Performance of pooling virtual threads vs. semaphores

Thu May 30 18:22:41 UTC 2024

> On 28 May 2024, at 23:43, Liam Miller-Cushon <cushon at google.com> wrote:
> 
> Hello,
> 
> JEP 444 [1] and the docs in [2] mention that virtual threads should not be pooled, and suggest semaphores as one possible alternative.
> 
> My colleague Chi Wang has been investigating virtual thread performance, and has found that creating one virtual thread per task and synchronizing on a semaphore can result in worse performance on machines with large numbers of cores.
> 
> A benchmark run on a 128 core machine is included below. It submits numTasks tasks to the executor determined by the strategy. The task itself is mixed with CPU and I/O work (simulated by fibonacci and sleep). The parallelism is set to 600 for all strategies.
> 
> * Strategy 1 is the baseline where it just submits all the tasks to a ForkJoinPool whose pool size is 600.
> * Strategy 2 uses the method suggested by JEP 444.
> * Strategy 3 uses a fixed thread pool of 600 backed by virtual threads.
> 
> Note that, with 100K and 1M tasks, strategy 2 has a CPU time regression that seems to increase with the number of cores. This result can be reproduced on the real-world program that is being migrated to a virtual-thread-per-task model.
> 
> Diffing the cpu profile between strategy 1 and strategy 2 showed that most of the CPU regression comes from method `java.util.concurrent.ForkJoinPool.scan(java.util.concurrent.ForkJoinPool$WorkQueue, long, int)`.
> 
> Are there any ideas for why the semaphore strategy uses more CPU than pooling virtual threads on machines with a large number of cores?

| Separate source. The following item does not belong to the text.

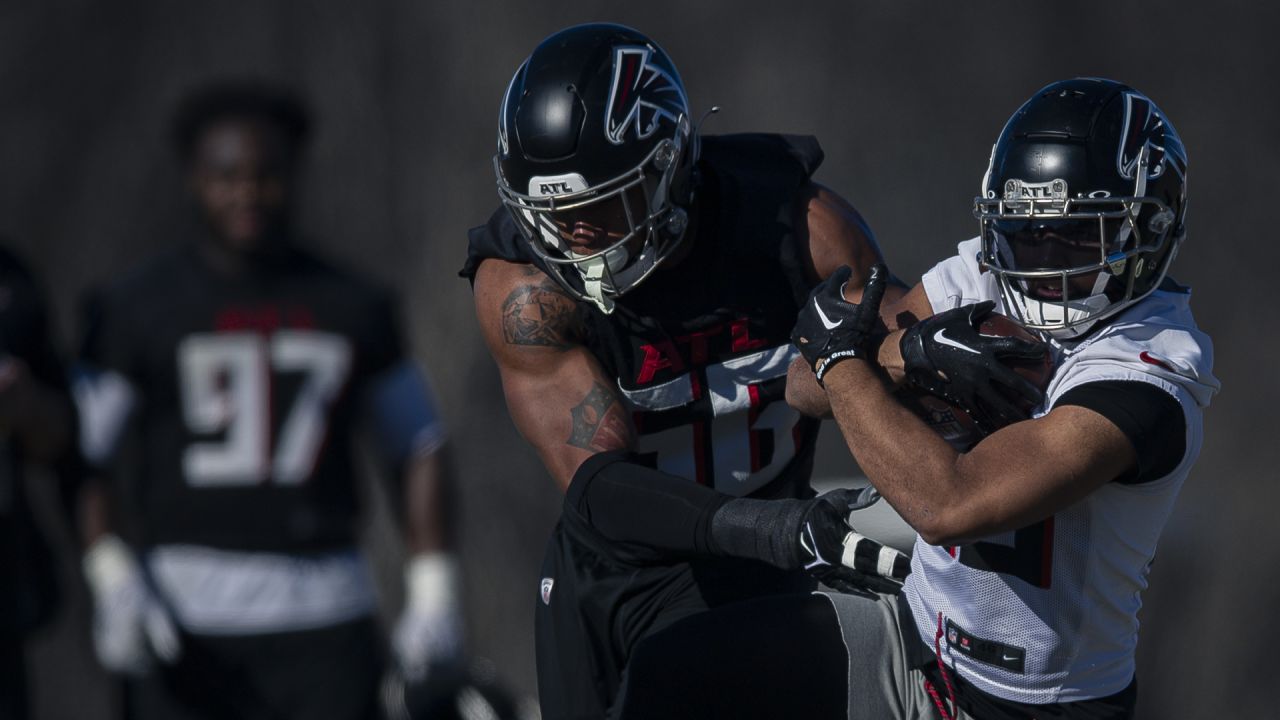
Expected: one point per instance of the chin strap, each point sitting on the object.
(593, 285)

My first guess would be that what’s being compared here is not the same algorithm. In strategy 2, you spawn a bunch of different threads that do a tiny bit of work before starting the task, while in the other strategies the algorithm is different.

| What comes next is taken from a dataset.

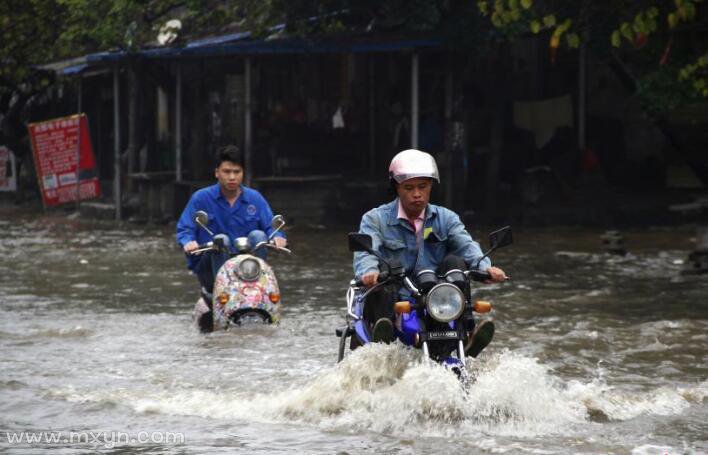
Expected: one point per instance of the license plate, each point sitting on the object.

In a realistic workload you will have a number of threads serving requests, and then they may want to access a concurrency-limited resource. I think you can try to simulate that by simulating, say, 1000 tasks running in some large thread pool and then each of them would submit one subtasks to a fixed thread pool of size 10. For virtual threads, have 1000 virtual threads that try to acquire a semaphore with 10 leases.

Can you try that? At least then we’ll be comparing oranges to oranges.

— Ron